In data warehousing, we can use Hadoop as staging area. Or we can use it for the main data store with SQL query (using Hive). We can also use Hadoop to backup the data warehouse.
Hadoop usage in data warehousing:
a) As staging area
b) Data store with SQL query
c) To backup the DW
I do not think that in point b) above, Hadoop will be able to replace relational databases in the main stream. In some cases where it is a huge table with specific query, yes. For for analysing big data, yes. But not for everything / general storage. Both SMP and MPP RDBMS such as Oracle, SQL Server, DB/2, Teradata & Netezza will still be used as the main store of data warehouses. Of course columnar DB will still be an important part of data warehousing, be it Hadoop based (e.g. HBase) or not.
I agree with Ralph Kimball (link) and Amr Awadallah and Dan Graham from Cloudera and Teradata (link) that Hadoop and RDBMS will co-exist in data warehousing and they will complement each other.
Hadoop is particularly suitable in big data analytics, for example the use cases that Ralph Kimball wrote in his article (link). Unlike RDBMS, Hadoop can not do transaction processing. Hadoop only support primitive SQL, through Hive. The main advantages of Hadoop over RDBMS are: a) excellent speed for searching data, and b) we don’t need to structure the data. I still can’t understand/accept this paradigm shift. How come we don’t need data modelling anymore?
MapReduce is a method for processing large data by splitting the data into smaller parts and giving the parts into many nodes. Each nodes process the data independently in parallel, then give the results back to the node which gave the task, which will then combine the results.
If we use HDFS (see below), the higher nodes know what data the lower nodes have. This way, the amount of traffic is greatly reduced, because the lower nodes only receive the data suitable for them.
MapReduce method does to data files what MPP and Teradata did in databases: parallel computing. A primer on MapReduce is here, here and here.
Apache Hadoop is the most popular implementation of MapReduce. It is open source, built by global community. Hadoop Distributed File System (HDFS) stores large files across multiple machines. HDFS has high reliability because the data is stored in 3 copies (or 4, or 2, but 3 the default setting). It is written in Java and it uses TCP/IP and RPC.
HDFS does not have high availability, because the main node does not have automatic failover. It can only do manual failover. Apart from HDFS, Hadoop can also use Amazon S3 file system (and other file systems too).
Data Warehouse Architectures using Hadoop
There are 3 main architectures of data warehousing using Hadoop: we can put Hadoop before or after the RDBMS in the data warehouse architecture (see A and B below).

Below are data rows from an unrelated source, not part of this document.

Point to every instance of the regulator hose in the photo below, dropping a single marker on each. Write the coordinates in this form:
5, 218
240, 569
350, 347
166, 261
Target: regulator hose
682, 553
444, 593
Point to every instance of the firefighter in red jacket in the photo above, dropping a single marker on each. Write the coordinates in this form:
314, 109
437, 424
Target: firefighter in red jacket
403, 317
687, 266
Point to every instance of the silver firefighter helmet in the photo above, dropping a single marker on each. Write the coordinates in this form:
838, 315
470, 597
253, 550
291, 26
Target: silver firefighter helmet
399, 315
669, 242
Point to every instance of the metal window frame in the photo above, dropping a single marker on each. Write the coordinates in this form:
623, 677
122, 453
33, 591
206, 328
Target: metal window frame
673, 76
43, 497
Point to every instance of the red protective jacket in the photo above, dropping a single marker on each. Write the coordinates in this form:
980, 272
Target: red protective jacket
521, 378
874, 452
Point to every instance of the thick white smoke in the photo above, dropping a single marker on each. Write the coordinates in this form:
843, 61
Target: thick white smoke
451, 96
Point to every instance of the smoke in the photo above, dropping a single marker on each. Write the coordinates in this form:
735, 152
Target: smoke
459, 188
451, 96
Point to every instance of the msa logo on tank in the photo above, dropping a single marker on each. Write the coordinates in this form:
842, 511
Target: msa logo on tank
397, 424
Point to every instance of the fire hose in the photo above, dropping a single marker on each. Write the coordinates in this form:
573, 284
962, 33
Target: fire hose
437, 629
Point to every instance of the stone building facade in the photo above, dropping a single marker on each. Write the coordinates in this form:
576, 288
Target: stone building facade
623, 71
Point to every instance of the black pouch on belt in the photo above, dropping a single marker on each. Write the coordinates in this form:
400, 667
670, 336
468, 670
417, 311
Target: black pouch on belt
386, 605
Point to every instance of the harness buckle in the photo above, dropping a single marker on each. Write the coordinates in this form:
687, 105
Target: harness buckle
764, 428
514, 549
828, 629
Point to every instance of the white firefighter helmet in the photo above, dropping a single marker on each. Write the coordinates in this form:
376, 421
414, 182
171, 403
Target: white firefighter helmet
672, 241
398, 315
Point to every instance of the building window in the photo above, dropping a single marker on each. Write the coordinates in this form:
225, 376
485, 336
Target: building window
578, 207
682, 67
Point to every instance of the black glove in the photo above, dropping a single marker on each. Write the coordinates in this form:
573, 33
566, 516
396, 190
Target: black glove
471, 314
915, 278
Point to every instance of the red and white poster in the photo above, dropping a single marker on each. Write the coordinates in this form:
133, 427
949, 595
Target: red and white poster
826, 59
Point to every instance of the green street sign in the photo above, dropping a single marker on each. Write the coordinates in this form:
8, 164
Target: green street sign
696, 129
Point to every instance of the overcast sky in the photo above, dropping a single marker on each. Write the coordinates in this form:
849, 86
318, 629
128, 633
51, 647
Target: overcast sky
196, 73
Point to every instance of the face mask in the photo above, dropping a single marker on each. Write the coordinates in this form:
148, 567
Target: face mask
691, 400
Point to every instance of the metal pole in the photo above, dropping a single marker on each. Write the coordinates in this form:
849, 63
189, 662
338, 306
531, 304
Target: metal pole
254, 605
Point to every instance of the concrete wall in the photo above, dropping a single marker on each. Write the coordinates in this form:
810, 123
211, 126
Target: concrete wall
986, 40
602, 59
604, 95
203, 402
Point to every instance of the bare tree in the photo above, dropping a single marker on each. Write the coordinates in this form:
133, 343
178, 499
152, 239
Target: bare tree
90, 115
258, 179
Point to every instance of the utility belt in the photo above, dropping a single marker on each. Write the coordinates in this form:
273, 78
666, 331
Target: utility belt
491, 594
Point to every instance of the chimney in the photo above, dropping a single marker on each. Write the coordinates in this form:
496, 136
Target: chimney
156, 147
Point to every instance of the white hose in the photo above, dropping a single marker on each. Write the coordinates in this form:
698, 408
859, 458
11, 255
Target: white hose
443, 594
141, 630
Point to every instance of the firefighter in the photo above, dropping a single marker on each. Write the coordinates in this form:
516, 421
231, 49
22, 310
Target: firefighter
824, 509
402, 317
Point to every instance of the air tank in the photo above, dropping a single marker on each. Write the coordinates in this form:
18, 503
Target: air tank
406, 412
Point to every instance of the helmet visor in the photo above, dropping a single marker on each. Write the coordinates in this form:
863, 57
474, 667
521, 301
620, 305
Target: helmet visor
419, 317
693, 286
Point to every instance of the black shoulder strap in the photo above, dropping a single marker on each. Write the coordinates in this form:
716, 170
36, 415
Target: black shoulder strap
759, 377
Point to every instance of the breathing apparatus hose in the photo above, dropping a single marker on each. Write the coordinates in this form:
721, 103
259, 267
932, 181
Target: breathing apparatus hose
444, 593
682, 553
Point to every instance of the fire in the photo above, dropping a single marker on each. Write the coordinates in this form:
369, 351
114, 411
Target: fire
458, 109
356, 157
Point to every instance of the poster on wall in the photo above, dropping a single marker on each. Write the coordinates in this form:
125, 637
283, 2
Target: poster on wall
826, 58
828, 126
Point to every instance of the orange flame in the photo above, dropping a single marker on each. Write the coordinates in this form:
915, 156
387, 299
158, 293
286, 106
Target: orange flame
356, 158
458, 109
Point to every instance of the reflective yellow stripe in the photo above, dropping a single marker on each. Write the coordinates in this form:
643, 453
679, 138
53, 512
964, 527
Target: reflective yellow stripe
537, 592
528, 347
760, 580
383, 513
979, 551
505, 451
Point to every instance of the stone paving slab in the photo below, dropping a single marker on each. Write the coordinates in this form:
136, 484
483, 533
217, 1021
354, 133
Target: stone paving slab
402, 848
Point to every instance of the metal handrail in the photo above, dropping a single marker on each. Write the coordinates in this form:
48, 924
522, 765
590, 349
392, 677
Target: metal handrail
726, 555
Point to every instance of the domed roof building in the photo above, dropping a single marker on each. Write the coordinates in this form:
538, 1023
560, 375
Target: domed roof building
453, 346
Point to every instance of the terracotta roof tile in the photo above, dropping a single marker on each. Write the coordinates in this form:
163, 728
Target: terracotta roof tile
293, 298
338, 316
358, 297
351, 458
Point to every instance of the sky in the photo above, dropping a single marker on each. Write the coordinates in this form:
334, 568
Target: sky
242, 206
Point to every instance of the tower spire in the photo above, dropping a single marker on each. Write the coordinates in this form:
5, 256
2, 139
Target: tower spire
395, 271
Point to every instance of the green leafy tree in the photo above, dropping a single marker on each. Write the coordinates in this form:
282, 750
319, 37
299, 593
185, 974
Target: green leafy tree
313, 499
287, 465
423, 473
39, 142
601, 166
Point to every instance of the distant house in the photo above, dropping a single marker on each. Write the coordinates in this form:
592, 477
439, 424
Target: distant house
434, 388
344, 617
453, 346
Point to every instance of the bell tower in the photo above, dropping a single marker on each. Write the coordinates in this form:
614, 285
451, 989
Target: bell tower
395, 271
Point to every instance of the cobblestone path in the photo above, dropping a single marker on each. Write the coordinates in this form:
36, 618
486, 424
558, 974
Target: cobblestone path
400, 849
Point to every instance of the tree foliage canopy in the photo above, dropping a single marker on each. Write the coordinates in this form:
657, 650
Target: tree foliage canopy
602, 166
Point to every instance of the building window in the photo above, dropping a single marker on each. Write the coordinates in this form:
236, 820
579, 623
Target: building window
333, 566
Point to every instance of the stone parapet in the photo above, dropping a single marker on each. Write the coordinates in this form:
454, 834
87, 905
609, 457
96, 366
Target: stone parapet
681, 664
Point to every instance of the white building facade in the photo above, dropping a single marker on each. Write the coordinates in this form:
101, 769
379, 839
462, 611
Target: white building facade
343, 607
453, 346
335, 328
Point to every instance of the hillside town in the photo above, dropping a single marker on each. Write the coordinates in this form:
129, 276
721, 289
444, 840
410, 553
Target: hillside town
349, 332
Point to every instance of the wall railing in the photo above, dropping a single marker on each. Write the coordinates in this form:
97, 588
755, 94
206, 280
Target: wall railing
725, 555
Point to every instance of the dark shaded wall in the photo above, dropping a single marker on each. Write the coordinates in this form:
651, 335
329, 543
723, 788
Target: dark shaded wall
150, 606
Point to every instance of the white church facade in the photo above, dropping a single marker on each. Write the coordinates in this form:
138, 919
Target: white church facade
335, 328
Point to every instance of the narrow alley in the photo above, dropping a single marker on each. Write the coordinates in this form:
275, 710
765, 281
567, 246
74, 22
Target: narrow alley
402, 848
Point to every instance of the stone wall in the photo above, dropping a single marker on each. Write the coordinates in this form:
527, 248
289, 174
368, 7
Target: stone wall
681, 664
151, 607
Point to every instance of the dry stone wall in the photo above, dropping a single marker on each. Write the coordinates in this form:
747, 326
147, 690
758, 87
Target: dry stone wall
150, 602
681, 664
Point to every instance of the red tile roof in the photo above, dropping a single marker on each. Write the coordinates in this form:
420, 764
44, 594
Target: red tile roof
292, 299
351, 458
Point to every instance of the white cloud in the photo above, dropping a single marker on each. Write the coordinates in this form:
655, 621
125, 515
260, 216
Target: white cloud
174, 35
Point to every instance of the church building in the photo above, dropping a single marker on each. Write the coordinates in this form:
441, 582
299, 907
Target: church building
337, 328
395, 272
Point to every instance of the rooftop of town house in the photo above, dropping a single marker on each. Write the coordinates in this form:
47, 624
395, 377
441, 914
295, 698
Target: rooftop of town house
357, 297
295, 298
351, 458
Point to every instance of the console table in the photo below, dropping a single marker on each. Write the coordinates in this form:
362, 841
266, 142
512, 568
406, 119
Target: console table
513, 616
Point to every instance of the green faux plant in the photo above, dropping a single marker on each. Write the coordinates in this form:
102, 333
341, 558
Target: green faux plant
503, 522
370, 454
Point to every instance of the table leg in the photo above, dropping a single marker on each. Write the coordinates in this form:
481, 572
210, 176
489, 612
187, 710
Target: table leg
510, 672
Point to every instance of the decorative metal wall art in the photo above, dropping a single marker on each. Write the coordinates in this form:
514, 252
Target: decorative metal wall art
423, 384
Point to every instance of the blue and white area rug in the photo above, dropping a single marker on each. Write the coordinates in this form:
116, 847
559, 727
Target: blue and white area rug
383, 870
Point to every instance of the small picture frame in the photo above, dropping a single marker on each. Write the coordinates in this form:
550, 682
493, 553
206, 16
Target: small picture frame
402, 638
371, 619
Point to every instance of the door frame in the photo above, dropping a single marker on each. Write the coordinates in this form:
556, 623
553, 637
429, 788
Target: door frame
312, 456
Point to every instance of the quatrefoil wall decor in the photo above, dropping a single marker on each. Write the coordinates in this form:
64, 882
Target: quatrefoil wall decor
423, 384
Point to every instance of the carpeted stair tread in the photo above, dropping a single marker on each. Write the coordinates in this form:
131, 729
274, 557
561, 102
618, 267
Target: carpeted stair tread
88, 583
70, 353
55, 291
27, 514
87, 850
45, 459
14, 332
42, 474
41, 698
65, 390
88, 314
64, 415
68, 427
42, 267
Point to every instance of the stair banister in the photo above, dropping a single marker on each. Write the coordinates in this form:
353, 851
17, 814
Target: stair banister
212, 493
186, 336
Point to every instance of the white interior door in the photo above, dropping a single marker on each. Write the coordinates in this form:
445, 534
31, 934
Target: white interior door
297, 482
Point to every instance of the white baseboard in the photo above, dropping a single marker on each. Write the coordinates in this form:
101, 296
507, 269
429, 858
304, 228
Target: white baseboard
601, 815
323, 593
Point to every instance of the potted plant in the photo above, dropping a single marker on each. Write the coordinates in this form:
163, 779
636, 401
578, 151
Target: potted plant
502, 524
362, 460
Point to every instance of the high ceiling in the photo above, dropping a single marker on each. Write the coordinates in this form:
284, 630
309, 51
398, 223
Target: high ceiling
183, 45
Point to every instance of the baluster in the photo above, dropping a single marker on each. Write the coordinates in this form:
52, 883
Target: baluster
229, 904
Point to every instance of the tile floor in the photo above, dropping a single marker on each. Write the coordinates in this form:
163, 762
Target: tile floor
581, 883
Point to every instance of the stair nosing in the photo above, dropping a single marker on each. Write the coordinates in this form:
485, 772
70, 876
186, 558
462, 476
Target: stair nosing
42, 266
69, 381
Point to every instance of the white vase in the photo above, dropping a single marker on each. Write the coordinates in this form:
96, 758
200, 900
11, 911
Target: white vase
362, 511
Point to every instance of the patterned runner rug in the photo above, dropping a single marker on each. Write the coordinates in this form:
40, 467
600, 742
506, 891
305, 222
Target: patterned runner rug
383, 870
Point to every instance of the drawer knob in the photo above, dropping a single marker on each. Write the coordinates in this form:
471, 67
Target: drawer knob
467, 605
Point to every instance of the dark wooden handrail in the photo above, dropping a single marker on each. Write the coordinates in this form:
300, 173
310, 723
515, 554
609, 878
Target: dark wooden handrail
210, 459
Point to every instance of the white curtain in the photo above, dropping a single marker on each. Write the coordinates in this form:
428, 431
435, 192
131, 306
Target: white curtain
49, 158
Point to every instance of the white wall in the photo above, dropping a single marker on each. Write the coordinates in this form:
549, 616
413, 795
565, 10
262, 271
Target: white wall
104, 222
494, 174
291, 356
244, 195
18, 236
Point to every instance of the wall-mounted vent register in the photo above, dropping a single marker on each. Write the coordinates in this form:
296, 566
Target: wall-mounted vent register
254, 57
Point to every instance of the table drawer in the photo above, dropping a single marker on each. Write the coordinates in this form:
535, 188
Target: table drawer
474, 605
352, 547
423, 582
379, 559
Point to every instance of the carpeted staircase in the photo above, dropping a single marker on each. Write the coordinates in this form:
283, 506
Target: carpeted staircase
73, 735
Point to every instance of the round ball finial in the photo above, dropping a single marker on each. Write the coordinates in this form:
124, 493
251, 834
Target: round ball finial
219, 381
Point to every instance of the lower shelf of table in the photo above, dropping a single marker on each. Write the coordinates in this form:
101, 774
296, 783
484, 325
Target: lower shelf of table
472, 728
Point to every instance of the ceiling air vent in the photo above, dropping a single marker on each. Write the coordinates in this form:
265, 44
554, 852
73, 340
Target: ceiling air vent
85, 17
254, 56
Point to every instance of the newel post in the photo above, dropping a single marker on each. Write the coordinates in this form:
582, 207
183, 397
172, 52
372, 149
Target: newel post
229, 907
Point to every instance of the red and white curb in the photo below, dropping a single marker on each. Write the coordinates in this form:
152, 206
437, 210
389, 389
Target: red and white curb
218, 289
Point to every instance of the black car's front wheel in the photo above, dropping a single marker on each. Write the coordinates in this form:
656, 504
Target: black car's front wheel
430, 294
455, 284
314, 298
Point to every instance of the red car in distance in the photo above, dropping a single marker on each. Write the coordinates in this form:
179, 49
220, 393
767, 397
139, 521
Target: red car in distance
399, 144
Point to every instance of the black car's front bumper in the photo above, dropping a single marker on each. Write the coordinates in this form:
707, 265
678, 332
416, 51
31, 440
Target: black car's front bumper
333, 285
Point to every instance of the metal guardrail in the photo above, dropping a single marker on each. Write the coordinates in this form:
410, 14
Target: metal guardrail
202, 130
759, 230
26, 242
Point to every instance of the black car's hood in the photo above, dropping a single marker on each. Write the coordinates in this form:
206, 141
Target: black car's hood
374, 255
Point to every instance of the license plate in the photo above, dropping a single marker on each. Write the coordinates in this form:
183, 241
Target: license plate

We can also put Hadoop in parallel to the RDBMS, i.e. big data goes to Hadoop, and “small data” goes to RDBMS (see C below), as mentioned by Amr Awadallah and Dan Graham in their article (link). See below for definition of small data and big data.
Please note that Ralph Kimball’s diagrams in his article (link, figure 4) are for “big data” sources, whereas architecture A & B above are for “small data” sources.
In architecture A above, Hadoop is used for staging area. In contrast to the normal file system or relational staging area, using Hadoop we keep all the past dates data as well. Apart from historical data, the main advantages of using Hadoop for staging area are the speed and capacity. Then we use tools like Cloudera Scoop to import data from Hadoop into RDBMS. In the RDBMS we build dimensional DW e.g. fact & dim tables. We don’t need to build 3NF EDW (or in my book, I call it NDW) to keep the historical data in normalised form. We keep the historical data in Hadoop.
This architecture (A) is similar to using Data Vault for data warehousing, but different. When we use Data Vault, we use it for EDW. When we use Hadoop, we use it for staging. When we use Data Vault, we do data modelling in Data Vault to build the EDW (not 3NF but Data Vault style, i.e. designing hub, link, satellite. When we use Hadoop, we don’t do data modelling. We store the data in its native data model, we don’t remodel it.
In architecture B above, Hadoop is used for backup. I have to say that it’s probably over the top if we use Hadoop just for data backup. It’s very fast and it’s resilient too (see HDFS above), because it’s a distributed file system working independently in parallel. But there are 30 other distributed, fault-tolerant file systems (see here) that can be used for the same purpose, instead of Hadoop.
In architecture C, we use Hadoop for big data, and RDBMS for “small data”. I think in the next few years the BI tools for big data will develop further and better. But yes, the combining of small and big data is done in the BI tool, not in the back end. It is of course possible to combine them in the back end, either in the RDBMS or in Hadoop, but there are advantages & disadvantages of each of these 3 different places where the combination takes place.
Using Hadoop for “Small Data” Data Warehousing
I do not see the benefit of using Hadoop for “small data” and can see many disadvantages in doing so: the data types, the ETL difficulties/inflexibility, data consistency (state/ACID), lack of SQL ability.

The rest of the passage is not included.